Reading and Writing Text files with UTF-16LE encoding and Apache Commons IO

I have written an application in Java and duplicated it in C#. The application reads and writes text files with tab delimited data to be used by an HMI software. The HMI software requires UTF or ANSI encoding for the degree symbol to be displayed correctly or I would just use ASCII which seems to work fine. The C# application can open files saved by either with no problem. The java application reads files it saved perfectly but there is a small problem that crops up when reading the files saved with C#. It throws a numberformatexception when parsing the first character in the file to and int. This character is always a "1". I have opened both files up with editpadlight and they appear to be identical even when viewed with encoding and the encoding is UTF-16LE. I'm racking my brain on this, any help would be appreciated.

lines = FileUtils.readLines(file, "UTF-16LE");

Integer.parseInt(line[0])

I cannot see any difference between the file saved in C# and the one saved in Java

Screen Shot of Data in EditPad Lite

        if(lines.get(0).split("\\t")[0].length() == 2){
        lines.set(0, lines.get(0).substring(1));
    }

Solution

Your .NET code is probably writing a BOM. Compliant readers of Unicode, strip off any BOM since it is meta-data, not part of the text data.

Your Java code explicitly specifies the byte order

FileUtils.readLines(file, "UTF-16LE");

It's somewhat of a Catch-22; If the source has a BOM then you can read it as "UTF-16". If it doesn't then you can read it as "UTF-16LE" or "UTF-16BE" as you know which it is.

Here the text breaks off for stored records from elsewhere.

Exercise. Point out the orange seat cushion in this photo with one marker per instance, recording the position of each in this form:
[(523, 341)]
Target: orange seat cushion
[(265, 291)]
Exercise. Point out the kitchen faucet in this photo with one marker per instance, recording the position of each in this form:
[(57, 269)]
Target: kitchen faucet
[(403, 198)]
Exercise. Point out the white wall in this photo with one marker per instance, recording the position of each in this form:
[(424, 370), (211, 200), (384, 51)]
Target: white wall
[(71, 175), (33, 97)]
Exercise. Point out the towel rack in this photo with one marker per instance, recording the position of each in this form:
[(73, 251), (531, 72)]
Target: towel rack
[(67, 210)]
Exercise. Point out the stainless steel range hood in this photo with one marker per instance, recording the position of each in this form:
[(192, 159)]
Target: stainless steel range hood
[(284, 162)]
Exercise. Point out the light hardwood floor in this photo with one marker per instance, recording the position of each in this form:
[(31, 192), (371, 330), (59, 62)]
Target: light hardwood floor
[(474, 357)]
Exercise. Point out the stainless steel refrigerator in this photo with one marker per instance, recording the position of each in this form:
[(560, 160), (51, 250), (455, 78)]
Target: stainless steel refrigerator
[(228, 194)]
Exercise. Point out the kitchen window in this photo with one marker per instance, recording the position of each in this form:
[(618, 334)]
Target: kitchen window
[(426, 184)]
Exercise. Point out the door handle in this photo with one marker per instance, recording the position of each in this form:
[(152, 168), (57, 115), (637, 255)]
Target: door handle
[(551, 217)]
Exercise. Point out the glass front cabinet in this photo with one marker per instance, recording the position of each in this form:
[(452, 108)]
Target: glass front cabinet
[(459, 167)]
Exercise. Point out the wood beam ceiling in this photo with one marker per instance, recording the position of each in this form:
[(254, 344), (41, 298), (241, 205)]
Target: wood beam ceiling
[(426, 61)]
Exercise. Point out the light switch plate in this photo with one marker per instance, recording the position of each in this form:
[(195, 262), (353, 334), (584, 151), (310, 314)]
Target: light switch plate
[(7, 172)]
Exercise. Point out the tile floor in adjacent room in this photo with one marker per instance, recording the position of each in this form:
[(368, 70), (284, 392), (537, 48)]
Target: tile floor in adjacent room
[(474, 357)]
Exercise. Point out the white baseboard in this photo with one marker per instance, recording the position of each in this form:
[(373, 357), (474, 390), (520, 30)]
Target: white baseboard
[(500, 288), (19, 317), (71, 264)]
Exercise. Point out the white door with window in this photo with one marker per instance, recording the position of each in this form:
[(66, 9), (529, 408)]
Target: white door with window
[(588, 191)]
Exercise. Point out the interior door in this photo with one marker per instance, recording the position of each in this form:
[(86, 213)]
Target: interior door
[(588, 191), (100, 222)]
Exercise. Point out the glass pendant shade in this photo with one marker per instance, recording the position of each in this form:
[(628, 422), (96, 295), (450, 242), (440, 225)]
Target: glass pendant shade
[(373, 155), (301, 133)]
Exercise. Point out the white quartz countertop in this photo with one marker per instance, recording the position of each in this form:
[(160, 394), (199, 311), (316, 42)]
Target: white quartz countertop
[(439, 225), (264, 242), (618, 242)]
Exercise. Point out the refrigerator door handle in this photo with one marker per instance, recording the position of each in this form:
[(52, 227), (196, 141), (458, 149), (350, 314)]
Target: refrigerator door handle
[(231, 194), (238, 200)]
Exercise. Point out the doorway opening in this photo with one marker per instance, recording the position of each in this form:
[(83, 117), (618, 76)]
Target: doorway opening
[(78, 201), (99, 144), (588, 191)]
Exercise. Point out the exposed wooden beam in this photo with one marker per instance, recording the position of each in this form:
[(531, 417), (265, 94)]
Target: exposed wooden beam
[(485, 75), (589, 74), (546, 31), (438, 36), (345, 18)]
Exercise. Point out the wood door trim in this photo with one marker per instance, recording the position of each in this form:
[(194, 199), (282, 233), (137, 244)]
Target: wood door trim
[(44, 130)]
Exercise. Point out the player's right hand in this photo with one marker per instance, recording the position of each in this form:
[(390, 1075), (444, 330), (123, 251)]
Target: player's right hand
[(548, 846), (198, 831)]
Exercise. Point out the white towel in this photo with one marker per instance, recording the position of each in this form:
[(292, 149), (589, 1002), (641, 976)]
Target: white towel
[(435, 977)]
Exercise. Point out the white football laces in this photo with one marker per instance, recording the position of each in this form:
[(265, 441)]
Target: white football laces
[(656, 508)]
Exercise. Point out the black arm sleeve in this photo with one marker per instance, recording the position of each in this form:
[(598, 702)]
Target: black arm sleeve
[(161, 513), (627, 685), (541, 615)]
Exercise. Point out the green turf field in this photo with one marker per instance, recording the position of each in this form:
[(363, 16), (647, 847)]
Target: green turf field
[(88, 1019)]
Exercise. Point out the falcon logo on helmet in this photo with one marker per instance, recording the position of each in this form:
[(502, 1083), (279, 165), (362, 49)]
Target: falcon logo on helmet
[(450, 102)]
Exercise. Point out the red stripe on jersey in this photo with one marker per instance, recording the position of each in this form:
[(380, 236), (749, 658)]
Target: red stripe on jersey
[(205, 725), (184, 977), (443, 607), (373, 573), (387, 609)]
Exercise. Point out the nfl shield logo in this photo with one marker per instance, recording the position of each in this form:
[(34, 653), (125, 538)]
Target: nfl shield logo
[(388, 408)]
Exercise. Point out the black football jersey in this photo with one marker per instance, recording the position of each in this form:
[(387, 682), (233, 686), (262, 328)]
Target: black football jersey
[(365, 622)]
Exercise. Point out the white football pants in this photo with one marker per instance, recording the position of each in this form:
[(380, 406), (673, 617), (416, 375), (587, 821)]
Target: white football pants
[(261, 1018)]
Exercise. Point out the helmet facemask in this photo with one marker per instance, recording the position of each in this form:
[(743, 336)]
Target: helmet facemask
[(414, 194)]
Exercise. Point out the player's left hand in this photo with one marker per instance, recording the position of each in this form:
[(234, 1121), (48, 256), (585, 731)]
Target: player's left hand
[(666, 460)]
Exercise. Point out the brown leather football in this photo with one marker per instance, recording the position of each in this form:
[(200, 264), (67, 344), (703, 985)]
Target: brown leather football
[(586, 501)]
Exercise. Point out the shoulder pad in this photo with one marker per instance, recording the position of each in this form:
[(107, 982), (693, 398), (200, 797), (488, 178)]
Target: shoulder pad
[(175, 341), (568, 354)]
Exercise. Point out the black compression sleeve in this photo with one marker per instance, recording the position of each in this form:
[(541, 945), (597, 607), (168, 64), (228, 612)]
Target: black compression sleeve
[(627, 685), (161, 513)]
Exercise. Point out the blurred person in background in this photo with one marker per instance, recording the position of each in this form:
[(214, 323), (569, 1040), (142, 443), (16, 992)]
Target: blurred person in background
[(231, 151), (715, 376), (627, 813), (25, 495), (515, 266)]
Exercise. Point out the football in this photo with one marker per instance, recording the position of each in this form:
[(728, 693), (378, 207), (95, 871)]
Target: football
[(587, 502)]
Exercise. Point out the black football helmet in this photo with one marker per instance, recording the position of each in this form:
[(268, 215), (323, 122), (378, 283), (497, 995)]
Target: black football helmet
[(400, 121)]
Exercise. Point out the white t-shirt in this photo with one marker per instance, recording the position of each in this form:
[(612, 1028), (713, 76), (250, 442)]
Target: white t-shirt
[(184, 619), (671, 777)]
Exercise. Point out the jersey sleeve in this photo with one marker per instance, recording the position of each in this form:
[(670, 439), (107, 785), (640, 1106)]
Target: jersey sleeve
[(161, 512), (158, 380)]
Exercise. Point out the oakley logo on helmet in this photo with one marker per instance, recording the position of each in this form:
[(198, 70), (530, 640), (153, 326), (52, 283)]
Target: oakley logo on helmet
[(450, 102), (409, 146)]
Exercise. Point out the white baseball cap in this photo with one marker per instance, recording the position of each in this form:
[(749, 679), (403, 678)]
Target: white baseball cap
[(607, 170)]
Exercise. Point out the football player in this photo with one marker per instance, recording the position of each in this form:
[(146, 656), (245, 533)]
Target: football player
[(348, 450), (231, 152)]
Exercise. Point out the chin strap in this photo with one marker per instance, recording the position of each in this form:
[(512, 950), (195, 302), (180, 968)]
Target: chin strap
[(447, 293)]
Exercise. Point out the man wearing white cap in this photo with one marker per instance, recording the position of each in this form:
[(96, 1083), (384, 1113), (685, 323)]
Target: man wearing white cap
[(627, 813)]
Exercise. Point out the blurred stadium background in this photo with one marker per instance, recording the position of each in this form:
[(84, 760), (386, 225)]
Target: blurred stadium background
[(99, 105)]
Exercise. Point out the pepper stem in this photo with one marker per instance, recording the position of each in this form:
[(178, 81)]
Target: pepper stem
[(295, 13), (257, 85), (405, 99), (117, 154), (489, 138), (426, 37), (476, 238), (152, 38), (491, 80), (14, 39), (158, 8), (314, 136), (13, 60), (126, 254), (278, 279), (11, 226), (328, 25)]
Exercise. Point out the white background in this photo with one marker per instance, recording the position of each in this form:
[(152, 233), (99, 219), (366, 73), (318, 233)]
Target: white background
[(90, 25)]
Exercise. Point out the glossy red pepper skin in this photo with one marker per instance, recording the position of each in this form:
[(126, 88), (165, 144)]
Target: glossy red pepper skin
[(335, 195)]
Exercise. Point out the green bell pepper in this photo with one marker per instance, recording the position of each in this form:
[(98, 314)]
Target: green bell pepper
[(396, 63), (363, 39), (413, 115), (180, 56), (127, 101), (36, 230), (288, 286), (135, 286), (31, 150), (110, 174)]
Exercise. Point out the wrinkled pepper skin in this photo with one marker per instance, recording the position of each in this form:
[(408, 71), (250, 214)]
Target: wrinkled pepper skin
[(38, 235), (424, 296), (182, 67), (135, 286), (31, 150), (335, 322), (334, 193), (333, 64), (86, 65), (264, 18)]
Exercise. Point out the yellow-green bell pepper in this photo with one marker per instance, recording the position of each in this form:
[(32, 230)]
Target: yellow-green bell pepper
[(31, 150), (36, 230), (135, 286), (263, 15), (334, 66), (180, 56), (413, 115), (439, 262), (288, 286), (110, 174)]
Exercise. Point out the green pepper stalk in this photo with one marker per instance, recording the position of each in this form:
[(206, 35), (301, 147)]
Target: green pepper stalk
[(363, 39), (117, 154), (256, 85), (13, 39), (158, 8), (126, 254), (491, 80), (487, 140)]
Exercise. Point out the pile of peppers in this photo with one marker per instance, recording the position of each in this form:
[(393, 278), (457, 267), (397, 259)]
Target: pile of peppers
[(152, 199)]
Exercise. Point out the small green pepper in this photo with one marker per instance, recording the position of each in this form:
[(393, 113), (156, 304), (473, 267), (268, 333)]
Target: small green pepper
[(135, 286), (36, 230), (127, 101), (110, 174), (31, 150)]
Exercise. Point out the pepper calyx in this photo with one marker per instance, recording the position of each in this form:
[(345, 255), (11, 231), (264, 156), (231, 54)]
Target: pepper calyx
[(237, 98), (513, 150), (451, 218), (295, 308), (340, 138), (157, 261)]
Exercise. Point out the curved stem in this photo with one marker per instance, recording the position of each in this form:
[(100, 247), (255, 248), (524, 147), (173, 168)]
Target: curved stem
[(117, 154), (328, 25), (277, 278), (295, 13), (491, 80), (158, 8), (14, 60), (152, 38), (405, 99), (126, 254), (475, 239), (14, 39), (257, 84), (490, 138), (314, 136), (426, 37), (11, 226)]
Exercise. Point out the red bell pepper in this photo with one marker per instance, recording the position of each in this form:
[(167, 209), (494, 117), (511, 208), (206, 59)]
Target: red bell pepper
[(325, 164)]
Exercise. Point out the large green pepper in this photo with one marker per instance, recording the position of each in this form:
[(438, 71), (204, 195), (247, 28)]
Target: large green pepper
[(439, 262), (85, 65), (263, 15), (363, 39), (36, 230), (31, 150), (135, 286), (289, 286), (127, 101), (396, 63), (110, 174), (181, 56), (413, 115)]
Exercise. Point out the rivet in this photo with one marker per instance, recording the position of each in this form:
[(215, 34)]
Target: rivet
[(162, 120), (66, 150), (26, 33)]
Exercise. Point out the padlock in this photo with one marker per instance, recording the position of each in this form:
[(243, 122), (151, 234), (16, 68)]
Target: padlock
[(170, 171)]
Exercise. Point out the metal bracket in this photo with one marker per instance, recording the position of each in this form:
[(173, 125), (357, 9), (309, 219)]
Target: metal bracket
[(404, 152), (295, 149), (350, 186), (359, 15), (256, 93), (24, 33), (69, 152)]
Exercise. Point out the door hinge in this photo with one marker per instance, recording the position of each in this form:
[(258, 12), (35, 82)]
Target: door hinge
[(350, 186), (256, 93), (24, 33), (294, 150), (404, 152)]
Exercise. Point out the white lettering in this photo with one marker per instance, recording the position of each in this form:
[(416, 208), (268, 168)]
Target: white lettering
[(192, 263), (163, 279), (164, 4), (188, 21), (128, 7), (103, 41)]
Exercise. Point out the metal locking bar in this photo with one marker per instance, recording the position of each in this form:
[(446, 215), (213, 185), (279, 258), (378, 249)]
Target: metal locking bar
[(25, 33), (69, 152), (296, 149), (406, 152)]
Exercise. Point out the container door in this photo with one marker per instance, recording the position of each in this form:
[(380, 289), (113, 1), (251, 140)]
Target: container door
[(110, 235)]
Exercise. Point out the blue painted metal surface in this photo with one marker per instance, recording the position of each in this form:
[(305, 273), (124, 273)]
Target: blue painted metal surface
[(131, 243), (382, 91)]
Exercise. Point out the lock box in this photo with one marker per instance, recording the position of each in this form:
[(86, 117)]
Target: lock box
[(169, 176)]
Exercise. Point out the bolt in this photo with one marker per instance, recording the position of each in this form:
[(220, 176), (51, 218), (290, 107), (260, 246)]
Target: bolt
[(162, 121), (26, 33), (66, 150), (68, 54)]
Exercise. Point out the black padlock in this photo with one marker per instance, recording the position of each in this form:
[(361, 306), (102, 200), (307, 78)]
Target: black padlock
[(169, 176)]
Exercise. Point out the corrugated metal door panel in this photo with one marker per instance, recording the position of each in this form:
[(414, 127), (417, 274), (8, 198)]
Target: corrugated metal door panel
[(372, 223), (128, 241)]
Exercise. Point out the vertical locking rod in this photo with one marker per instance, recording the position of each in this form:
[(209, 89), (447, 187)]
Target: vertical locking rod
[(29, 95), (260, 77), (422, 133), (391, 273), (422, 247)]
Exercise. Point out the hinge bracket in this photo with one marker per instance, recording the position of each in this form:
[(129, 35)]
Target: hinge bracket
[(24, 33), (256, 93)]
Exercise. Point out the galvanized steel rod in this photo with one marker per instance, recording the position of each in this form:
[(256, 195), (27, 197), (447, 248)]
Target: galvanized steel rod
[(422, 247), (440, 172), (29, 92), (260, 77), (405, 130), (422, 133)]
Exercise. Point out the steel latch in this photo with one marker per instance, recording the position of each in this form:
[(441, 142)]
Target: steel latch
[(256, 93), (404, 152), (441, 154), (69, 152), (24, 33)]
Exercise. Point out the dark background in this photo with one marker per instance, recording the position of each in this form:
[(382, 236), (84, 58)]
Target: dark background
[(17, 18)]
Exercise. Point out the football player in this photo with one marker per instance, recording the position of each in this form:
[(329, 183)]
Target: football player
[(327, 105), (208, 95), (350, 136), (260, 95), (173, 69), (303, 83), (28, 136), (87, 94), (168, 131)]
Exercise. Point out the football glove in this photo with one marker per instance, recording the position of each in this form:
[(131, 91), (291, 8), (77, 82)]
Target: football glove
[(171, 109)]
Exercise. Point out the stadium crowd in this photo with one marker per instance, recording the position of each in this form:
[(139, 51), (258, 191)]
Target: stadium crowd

So, either write it with a BOM and read it without specifying the byte order, or, write it without a BOM and read it specifying the byte order.

With a BOM:

[C#]

File.WriteAllLines(file, lines, Encoding.Unicode);

[Java]

FileUtils.readLines(file, "UTF-16");

Without a BOM:

[C#]

File.WriteAllLines(file, lines, new UnicodeEncoding(false));

[Java]

FileUtils.readLines(file, "UTF-16LE");